A butterfly that can't drink nectar is doomed, so one of its first jobs as an adult butterfly is to make sure its mouthparts work. When a new adult emerges from the pupal case, or chrysalis, its mouth is in two pieces. Using palpi located adjacent to the proboscis, the butterfly begins working the two parts together to form a single, tubular proboscis. You may see a newly emerged butterfly curling and uncurling the proboscis over and over, testing it out.



5. Butterflies drink from mud puddles.

A butterfly cannot live on sugar alone; it needs minerals, too. To supplement its diet of nectar, a butterfly will occasionally sip from mud puddles, which are rich in minerals and salts. This behavior, called puddling, occurs more often in male butterflies, which incorporate the minerals into their sperm. These nutrients are then transferred to the female during mating, and help improve the viability of her eggs.



6. Butterflies can't fly if they're cold.

Butterflies need an ideal body temperature of about 29ºC / 85ºF to fly. Since they're cold-blooded animals, they can't regulate their own body temperatures. The surrounding air temperature has a big impact on their ability to function. If the air temperature falls below 13ºC / 55ºF, butterflies are rendered immobile, unable to flee from predators or feed. When air temperatures range between 28º-38ºC / 82º-100ºF, butterflies can fly with ease. Cooler days require a butterfly to warm up its flight muscles, either be shivering or basking in the sun. And even sun-loving butterflies can get overheated when temperatures soar above 38ºC / 100ºF, and may seek shade to cool down.



7. A newly emerged butterfly can't fly.

Inside the chrysalis, a developing butterfly waits to emerge with its wings collapsed around its body. When it finally breaks free of the pupal case, it greets the world with tiny, shriveled wings. The butterfly must immediately pump body fluid through its wing veins to expand them. Once its wings reach full-size, the butterfly must rest for a few hours to allow its body to dry and harden before it can take its first flight.



8. Butterflies live just 2-4 weeks, usually.
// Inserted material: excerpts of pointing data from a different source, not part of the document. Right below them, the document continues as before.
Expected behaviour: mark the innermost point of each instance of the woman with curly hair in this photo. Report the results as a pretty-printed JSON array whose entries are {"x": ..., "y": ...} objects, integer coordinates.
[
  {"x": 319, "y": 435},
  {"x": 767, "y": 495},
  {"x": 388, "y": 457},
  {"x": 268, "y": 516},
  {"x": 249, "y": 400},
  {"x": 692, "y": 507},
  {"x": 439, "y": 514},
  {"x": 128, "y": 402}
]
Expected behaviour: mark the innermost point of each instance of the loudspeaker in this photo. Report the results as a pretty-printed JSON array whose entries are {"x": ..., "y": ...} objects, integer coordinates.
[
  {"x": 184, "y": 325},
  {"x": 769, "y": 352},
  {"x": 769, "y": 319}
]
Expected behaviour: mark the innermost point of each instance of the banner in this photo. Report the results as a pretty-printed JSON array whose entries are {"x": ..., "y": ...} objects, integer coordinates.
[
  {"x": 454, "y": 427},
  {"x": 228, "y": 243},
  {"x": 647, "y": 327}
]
Once it emerges from its chrysalis as an adult, a butterfly has just a few short weeks to live. During that time, it focuses all its energy on two tasks – eating and mating. Some of the smallest butterflies, the blues, may only survive a few days. Butterflies that overwinter as adults, like monarchs and mourning cloaks, can live as long as 9 months.
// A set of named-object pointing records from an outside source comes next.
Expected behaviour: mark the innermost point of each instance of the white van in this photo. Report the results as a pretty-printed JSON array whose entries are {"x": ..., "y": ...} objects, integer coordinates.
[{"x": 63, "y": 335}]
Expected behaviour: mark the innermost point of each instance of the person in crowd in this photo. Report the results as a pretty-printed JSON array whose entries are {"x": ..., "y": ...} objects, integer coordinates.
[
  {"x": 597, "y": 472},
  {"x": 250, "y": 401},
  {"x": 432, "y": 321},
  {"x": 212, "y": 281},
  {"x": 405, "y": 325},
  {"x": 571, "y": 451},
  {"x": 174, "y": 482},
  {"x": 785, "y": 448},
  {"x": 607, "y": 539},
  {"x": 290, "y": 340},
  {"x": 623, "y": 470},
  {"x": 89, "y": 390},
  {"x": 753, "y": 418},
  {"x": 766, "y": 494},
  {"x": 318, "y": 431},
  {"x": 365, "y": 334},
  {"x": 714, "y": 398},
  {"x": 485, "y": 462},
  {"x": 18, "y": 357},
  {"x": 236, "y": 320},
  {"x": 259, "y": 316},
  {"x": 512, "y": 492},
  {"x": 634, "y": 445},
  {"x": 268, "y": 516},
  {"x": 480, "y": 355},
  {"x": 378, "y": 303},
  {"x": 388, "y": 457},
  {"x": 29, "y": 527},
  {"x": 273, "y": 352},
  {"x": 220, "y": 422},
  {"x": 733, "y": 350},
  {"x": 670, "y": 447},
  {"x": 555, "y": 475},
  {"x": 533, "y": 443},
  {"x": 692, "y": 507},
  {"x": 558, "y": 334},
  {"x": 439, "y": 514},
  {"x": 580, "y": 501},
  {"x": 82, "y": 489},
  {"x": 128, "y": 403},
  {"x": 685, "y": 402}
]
9. Butterflies are nearsighted, but they can see and discriminate a lot of colors.

Within about 3-4 meter / 10-12 feet, butterfly eyesight is quite good. Anything beyond that distance gets a little blurry to a butterfly, though. Butterflies rely on their eyesight for vital tasks, like finding mates of the same species, and finding flowers on which to feed. In addition to seeing some of the colors we can see, butterflies can see a range of ultraviolet colors invisible to the human eye. The butterflies themselves may have ultraviolet markings on their wings to help them identify one another and locate potential mates. Flowers, too, display ultraviolet markings that act as traffic signals to incoming pollinators like butterflies – "pollinate me!"
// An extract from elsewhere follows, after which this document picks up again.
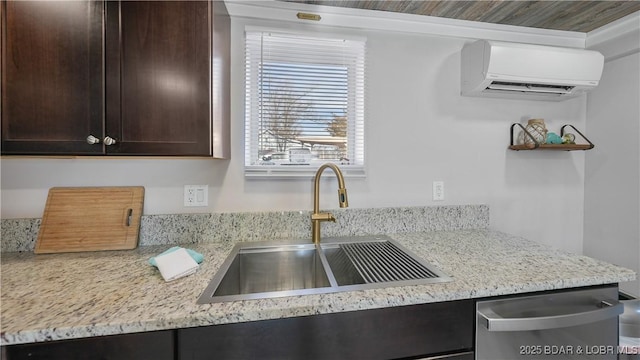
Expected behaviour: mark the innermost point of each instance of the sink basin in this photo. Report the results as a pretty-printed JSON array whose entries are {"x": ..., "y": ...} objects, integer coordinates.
[{"x": 268, "y": 270}]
10. Butterflies employ all kinds of tricks to keep from being eaten.

Butterflies rank pretty low on the food chain, with lots of hungry predators happy to make a meal of them. Some butterflies fold their wings to blend in to the background, using camouflage to render themselves all but invisible to predators. Others try the opposite strategy, wearing vibrant colors and patterns that boldly announce their presence. Bright colored insects often pack a toxic punch if eaten, so predators learn to avoid them. Some butterflies aren't toxic at all, but pattern themselves after other species known for their toxicity. By mimicking their foul-tasting cousins, they repel predators.